Friday, October 26, 2012

The God-Shaped Vacuum -- Part 1



Dear TEAMS,

In the Fall of 2011, I was a keynote speaker at our church’s Ladies’ Retreat.  I spoke about the God-Shaped hole, and how that related to addiction, and brought in my personal experience with food addiction.  This and the following posts are this same talk with minimal modifications. 

A attended the retreat and said it’s what she’s heard her whole life.  May you find this information as familiar.  And may you decide every day to allow Father to fill you when you are empty, instead of with all the earthly stuff you rely on.  Because you all have addictions as well.

Love, 






It is wonderful to be up here talking to you tonight.   I need to tell you that I am humbled to be up here, because I have been at [our church] for over 17 years now, and I know there are people in this room who have lived the concept I am going to share a lot longer than I have.  I have learned so much from all of you here, even if I haven’t told you.  I stand in the back a lot during worship, and I wish you all could see the things I see spiritually over you—ALL of you!  Be assured, Ladies, that God is raising you up to even greater things that you can imagine, and that He is seeing all of the little things you do in secret. 

Usually most speakers start out with a funny story, and I wanted to share one relating to my humanness.  Nancy wrote me this wonderful note this week—I bet all of you know her handwriting and look forward to those little rectangles in the mail—and I opened it and was reading it to [Daddy].  At the end of it, she wrote, “I am so looking forward to God’s ministry through you this weekend.  Love, Nancy”  I sighed and rolled my eyes and said, “Whew!  No pressure!”  Darryl looked at me lovingly, walked over with his encouraging eyes, patted me on the shoulder, and said, “You’re right, Honey.  The whole success of the entire weekend sits squarely on your shoulders.”

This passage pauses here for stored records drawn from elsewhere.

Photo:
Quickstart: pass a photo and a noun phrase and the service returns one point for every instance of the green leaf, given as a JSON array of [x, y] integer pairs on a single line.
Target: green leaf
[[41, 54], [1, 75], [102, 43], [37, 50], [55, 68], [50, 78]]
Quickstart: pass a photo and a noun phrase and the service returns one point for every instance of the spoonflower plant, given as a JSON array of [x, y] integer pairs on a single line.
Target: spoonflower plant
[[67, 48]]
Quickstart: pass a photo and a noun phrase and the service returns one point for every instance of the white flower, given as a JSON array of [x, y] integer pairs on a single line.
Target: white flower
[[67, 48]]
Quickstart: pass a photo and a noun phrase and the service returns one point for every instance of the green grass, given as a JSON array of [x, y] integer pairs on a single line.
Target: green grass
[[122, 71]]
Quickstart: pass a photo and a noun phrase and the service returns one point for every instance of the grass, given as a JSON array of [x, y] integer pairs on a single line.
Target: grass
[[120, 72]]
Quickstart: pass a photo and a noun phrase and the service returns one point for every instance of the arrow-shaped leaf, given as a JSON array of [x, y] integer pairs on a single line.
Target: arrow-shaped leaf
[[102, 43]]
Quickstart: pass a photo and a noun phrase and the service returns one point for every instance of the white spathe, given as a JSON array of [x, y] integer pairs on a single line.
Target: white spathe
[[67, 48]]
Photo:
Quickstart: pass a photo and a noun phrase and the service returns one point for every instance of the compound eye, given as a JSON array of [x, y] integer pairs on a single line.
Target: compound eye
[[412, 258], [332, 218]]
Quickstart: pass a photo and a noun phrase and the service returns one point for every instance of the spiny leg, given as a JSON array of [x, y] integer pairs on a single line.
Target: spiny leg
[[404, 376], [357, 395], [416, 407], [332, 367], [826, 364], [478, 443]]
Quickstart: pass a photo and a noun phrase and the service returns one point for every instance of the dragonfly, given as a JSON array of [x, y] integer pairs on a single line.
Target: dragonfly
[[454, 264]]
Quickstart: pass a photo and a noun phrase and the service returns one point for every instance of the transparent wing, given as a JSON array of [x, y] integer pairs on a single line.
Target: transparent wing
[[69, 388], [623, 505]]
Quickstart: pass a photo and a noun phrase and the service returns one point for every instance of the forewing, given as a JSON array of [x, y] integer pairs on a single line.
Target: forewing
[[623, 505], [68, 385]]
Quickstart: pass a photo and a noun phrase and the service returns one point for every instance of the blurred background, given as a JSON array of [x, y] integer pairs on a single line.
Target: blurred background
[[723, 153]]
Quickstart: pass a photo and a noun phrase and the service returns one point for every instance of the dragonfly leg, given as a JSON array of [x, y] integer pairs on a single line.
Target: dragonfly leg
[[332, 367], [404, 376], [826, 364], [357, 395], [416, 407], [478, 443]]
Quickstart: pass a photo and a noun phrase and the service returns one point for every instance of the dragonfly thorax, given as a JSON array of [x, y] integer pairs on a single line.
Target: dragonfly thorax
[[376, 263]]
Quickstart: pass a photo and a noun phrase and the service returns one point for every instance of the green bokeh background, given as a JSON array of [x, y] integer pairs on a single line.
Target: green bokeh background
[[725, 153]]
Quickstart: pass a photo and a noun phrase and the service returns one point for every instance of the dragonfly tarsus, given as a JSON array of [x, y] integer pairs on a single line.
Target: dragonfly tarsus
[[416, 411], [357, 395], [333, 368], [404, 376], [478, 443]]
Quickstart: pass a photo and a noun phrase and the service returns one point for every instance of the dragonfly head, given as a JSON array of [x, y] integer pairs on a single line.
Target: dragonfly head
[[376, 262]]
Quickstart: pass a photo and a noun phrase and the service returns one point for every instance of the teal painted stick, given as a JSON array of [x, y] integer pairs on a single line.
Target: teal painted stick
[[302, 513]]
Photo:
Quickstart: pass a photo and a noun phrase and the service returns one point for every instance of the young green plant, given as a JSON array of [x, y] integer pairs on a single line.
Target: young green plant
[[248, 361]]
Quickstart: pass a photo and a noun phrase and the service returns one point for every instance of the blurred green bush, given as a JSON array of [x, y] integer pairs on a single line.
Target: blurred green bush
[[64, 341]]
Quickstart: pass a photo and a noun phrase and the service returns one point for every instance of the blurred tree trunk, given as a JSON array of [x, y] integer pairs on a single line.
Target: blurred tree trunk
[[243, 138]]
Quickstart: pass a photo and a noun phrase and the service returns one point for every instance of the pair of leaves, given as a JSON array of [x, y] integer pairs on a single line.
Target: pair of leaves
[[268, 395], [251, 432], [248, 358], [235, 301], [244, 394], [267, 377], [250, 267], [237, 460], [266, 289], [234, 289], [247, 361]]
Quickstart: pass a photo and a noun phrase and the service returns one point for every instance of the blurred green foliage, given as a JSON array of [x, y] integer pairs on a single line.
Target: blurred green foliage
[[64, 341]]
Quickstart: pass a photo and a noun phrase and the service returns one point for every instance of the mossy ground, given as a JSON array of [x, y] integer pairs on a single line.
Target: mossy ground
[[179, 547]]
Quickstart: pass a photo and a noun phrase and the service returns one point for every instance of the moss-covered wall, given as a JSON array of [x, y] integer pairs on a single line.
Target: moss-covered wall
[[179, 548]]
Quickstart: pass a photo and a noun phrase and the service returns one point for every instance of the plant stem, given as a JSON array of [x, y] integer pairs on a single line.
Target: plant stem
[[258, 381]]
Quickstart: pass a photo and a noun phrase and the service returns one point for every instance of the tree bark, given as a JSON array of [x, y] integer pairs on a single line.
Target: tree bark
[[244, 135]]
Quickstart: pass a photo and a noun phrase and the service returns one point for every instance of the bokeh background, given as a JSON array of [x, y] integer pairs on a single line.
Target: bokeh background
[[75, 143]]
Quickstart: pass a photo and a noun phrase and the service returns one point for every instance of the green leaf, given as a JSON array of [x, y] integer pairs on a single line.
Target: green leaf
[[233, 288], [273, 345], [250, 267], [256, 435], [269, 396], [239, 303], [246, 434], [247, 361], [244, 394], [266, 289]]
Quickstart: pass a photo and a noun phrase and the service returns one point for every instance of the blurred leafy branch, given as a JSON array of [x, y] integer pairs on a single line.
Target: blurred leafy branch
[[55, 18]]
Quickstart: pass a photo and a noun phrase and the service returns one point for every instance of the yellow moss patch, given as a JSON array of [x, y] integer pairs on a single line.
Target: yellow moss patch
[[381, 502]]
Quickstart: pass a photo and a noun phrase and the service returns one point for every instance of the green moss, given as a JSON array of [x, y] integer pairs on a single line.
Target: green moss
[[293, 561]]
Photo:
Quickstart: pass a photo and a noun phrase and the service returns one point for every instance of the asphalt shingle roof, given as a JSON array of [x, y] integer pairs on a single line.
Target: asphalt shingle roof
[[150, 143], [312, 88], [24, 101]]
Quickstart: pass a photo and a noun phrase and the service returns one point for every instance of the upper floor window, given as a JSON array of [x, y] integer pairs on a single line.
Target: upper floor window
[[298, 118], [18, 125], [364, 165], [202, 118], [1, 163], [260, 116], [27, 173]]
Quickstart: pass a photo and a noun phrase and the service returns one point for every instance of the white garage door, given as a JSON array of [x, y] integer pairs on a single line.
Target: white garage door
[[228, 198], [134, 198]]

Well, thankfully, that opened my eyes a little bit to letting God work instead of me.  I am blessed that I can share with you because I really do view you all as my sisters.  You see, I live my life to be more intimate with God every day.  It is the sole thing that drives me, over and above my commitment to my husband or raising successful, godly adults with my children—even though those are significant driving forces in my life.  But there is no one in my extended blood family who shares that passion or motivation, and in fact, I am subject to ridicule, judgment, disrespect, and speculation by certain members of my “blood” family.  Some of you in this room are in the same boat as I am. 


 But if you are not, imagine what it is like for me that on any given Sunday, the fellowship I have with you during coffee break is significantly deeper than anything I have with my own blood family.  Knowing what goes on during coffee break sometimes, I imagine that might make you laugh.  Still, I hope that helps you understand the bond I have with you, in that no matter what our backgrounds, life experiences, or even certain interpretations of Bible passages, I know that we share a common bond and appreciation for the only thing that matters in life.  I am truly comforted by that, and count it as one of my main blessings in life.